How the Library Works for Me
by Seth Mendelowitz

As we faculty scramble to put together our course plans, we (at least the less organized ones, such as myself) sometimes reinvent the wheel or fall short of the specificity that might be ideal in articulating our expectations to our students. I am increasingly finding Parkland Library to be a great resource where so much of what we want our students to know and to access is already centralized and available for us. 

For instance, in recently surveying faculty (in my capacity as General Education Academic Assessments chair) about the extent to which they teach students to evaluate their sources (especially the most convenient of sources for our students, the online ones), I realized how under-utilized Parkland’s research tools and source evaluation information are. By clicking on Subject/Course Guides at the Parkland Library site, and then clicking on Evaluating Your Sources, we find a good, concise (one-page) set of tips for evaluating sources. Faculty are welcome to print this out and include it in our course packets—I think it is relevant to and would benefit most courses at Parkland to have this automatically included in our course packets. 

There may also be many faculty who have not browsed through Parkland’s Articles and Databases. The Opposing Viewpoints Resource Center (reached through the "Articles and Databases") could probably make many faculty’s lives easier, as the site contains an exhaustive list of issues that faculty teach about and often ask their students to do extra research on. 

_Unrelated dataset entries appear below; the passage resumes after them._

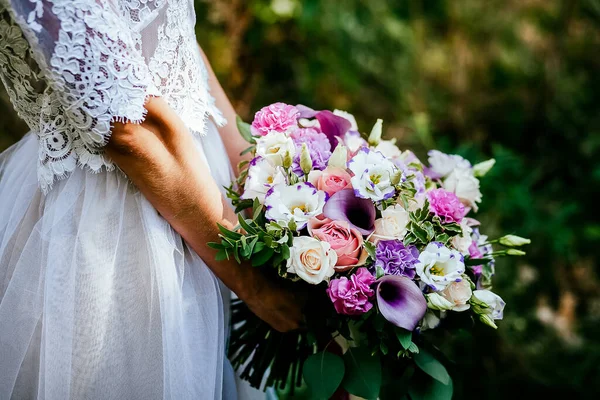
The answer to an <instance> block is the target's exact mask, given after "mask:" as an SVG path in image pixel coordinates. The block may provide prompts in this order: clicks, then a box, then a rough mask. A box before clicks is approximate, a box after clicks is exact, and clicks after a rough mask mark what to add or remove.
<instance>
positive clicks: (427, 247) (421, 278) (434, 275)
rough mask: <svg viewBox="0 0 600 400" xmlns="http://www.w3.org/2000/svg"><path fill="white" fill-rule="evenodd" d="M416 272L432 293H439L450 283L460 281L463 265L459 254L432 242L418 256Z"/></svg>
mask: <svg viewBox="0 0 600 400" xmlns="http://www.w3.org/2000/svg"><path fill="white" fill-rule="evenodd" d="M416 270H417V275H419V278H421V282H423V283H424V284H425V285H427V286H429V287H430V288H431V289H432V290H434V291H440V290H444V289H445V288H446V287H447V286H448V285H449V284H450V283H452V282H458V281H461V280H462V274H463V273H464V272H465V263H464V258H463V256H462V254H460V252H458V251H456V250H450V249H449V248H447V247H445V246H444V245H443V244H442V243H439V242H432V243H429V244H428V245H427V247H426V248H425V250H423V251H422V252H421V254H420V255H419V263H418V264H417V265H416Z"/></svg>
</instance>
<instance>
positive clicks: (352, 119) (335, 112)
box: [333, 110, 358, 131]
mask: <svg viewBox="0 0 600 400" xmlns="http://www.w3.org/2000/svg"><path fill="white" fill-rule="evenodd" d="M333 115H337V116H338V117H342V118H344V119H346V120H348V121H349V122H350V130H351V131H358V124H357V123H356V118H354V115H352V114H350V113H349V112H348V111H343V110H333Z"/></svg>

My sense is that in our information age, Parkland Library will increasingly serve as a repository for much of what we faculty wish to be transmitted to and available to our students. Their classroom/lab (R-227), the librarians, access and technical services staff, their book and video collections (ever-expanding, as we faculty make our requests), their links to a wealth of other sites and resources, and the information (such as the source evaluation page) that is available to us for use in our classes and as handouts, are all top quality.

Seth Mendelowitz is a faculty member of the English and Critical Studies Department.